- Directed by: Jasmila Žbanić
- Written by: Jasmila Žbanić
- Starring: Ariane Labed Ermin Bravo Ada Condeescu
- Release date: 8 August 2014 (LIFF);
- Running time: 86 minutes
- Countries: Bosnia and Herzegovina Croatia Germany Switzerland
- Languages: English Croatian Bosnian French talian

= Love Island (2014 film) =

Love Island is a 2014 film directed by Jasmila Žbanić.

==Cast==
- Ariane Labed as Liliane
- Ermin Bravo as Grebo
- Ada Condeescu as Flora
- Franco Nero as Marquis Polesini
- Leon Lučev as Stipica
- Branka Petrić as Madame Henzl

==Reception==
Stephen Dalton gave a negative review in The Hollywood Reporter: "Love Island is not a subtle movie. The dialogue, written and spoken by people for whom English is plainly a second or third language, is full of corny lines and clunky twists. The camera work also feels oddly jittery, with lots of sudden crash zooms that would make more sense in a mockumentary than in this kind of sweet comic trifle. The characters are cartoons, their romantic crisis deeply implausible and their final reconciliation risibly silly."

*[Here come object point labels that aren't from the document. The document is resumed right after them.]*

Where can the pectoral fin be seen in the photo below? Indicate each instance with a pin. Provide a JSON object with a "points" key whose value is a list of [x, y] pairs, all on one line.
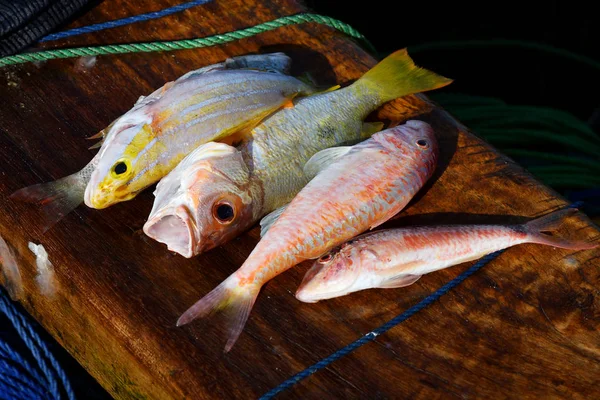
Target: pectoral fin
{"points": [[369, 128], [399, 281], [323, 159]]}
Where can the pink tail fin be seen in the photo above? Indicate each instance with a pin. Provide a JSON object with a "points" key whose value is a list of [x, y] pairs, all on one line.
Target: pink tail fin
{"points": [[234, 301], [56, 199], [550, 222]]}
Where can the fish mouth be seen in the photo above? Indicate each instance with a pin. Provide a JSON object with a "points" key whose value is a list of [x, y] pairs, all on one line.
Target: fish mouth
{"points": [[175, 228], [103, 198]]}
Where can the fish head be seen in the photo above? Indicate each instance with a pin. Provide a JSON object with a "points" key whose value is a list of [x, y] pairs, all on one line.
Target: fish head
{"points": [[414, 140], [128, 161], [204, 202], [334, 274]]}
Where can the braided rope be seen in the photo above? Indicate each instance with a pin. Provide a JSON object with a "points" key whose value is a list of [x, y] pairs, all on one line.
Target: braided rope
{"points": [[124, 21], [185, 43]]}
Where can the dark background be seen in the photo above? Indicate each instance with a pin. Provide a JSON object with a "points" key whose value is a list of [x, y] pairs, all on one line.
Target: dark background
{"points": [[514, 74], [519, 76]]}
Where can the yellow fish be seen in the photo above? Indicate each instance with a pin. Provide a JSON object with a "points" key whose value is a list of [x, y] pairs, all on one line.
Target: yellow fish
{"points": [[220, 191], [148, 141]]}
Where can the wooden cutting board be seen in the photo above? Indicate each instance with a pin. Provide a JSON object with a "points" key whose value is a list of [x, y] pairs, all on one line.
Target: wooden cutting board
{"points": [[526, 326]]}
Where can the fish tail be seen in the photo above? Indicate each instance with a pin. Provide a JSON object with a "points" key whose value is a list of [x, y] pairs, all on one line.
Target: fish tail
{"points": [[57, 198], [234, 301], [536, 230], [397, 75]]}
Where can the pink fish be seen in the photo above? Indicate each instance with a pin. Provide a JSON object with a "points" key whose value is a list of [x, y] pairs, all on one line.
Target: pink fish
{"points": [[395, 258], [355, 189]]}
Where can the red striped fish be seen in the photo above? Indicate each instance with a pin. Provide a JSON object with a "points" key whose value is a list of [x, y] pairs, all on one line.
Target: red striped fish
{"points": [[356, 188], [395, 258]]}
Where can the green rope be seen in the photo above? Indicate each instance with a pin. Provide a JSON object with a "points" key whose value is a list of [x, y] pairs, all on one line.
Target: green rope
{"points": [[185, 43]]}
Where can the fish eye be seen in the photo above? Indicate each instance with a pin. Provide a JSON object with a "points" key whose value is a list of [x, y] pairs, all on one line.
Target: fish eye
{"points": [[326, 258], [120, 168], [223, 212]]}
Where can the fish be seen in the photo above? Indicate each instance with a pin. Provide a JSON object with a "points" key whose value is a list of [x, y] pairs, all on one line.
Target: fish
{"points": [[145, 143], [215, 203], [340, 202], [394, 258]]}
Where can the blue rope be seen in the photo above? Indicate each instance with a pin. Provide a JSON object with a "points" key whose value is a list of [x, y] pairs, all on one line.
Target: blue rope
{"points": [[124, 21], [31, 384], [369, 337]]}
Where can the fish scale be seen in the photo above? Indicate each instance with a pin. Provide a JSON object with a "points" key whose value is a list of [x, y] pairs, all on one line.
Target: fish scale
{"points": [[340, 202], [273, 158], [398, 257], [147, 142]]}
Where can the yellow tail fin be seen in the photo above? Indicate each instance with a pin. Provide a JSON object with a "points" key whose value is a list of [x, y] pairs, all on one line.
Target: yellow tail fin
{"points": [[397, 75]]}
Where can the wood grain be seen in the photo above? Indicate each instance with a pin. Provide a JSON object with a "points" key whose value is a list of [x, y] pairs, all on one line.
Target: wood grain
{"points": [[526, 326]]}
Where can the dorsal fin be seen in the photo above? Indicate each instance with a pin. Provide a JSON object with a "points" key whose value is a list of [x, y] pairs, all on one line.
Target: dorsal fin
{"points": [[399, 281]]}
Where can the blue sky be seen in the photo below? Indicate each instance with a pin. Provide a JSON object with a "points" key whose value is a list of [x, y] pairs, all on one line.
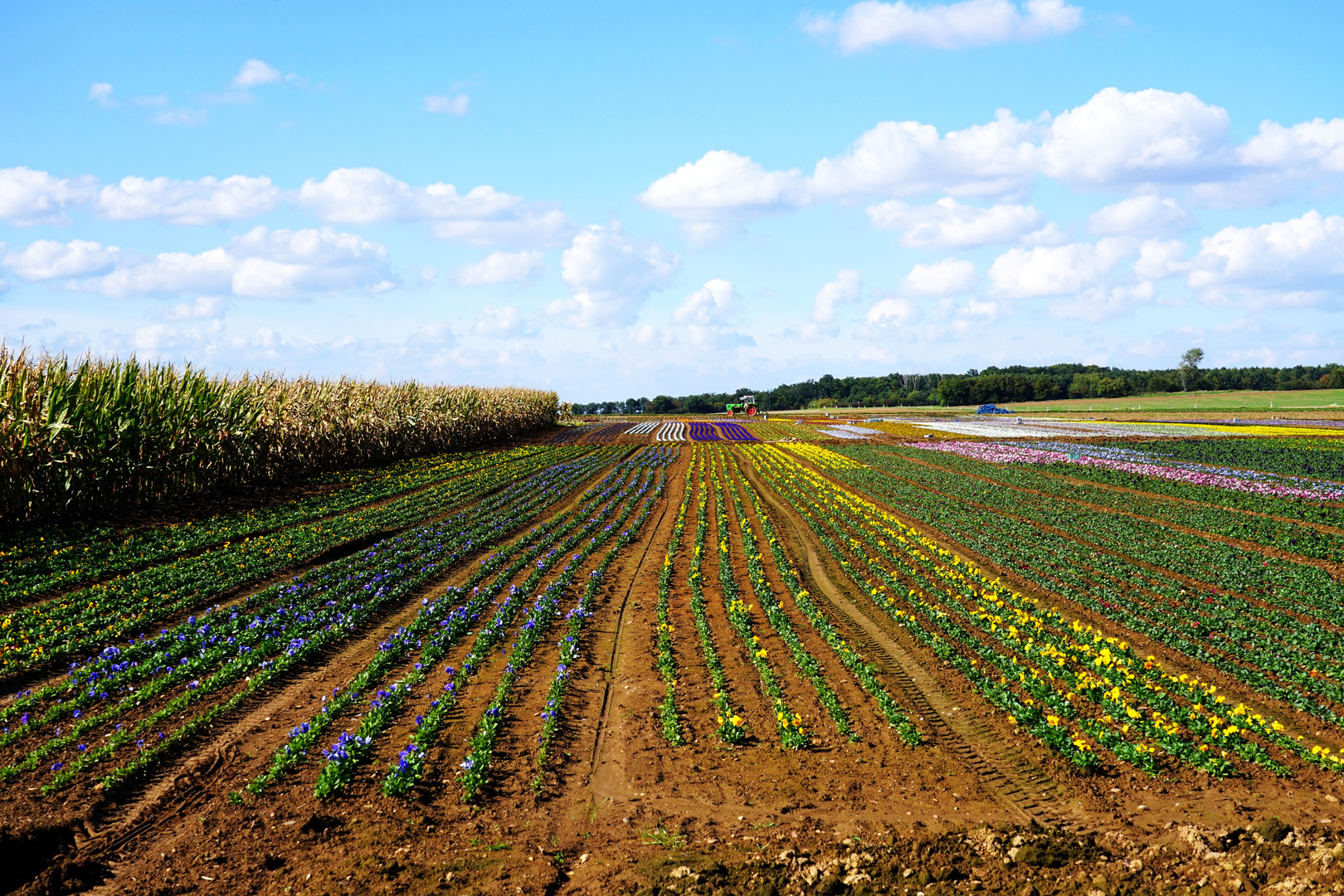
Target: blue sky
{"points": [[636, 199]]}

In a 2020 Jutarnji list review of Quo Vadis, Aida?, Nenad Polimac described Love Island as: "Her first film in which the war was not mentioned at all, Love Island, made in Rovinj, was a complete misstep. It turned out that the director didn't have much talent for comedy, least of all romantic comedy, so she decided to return to war-torn Bosnia, and in a big way."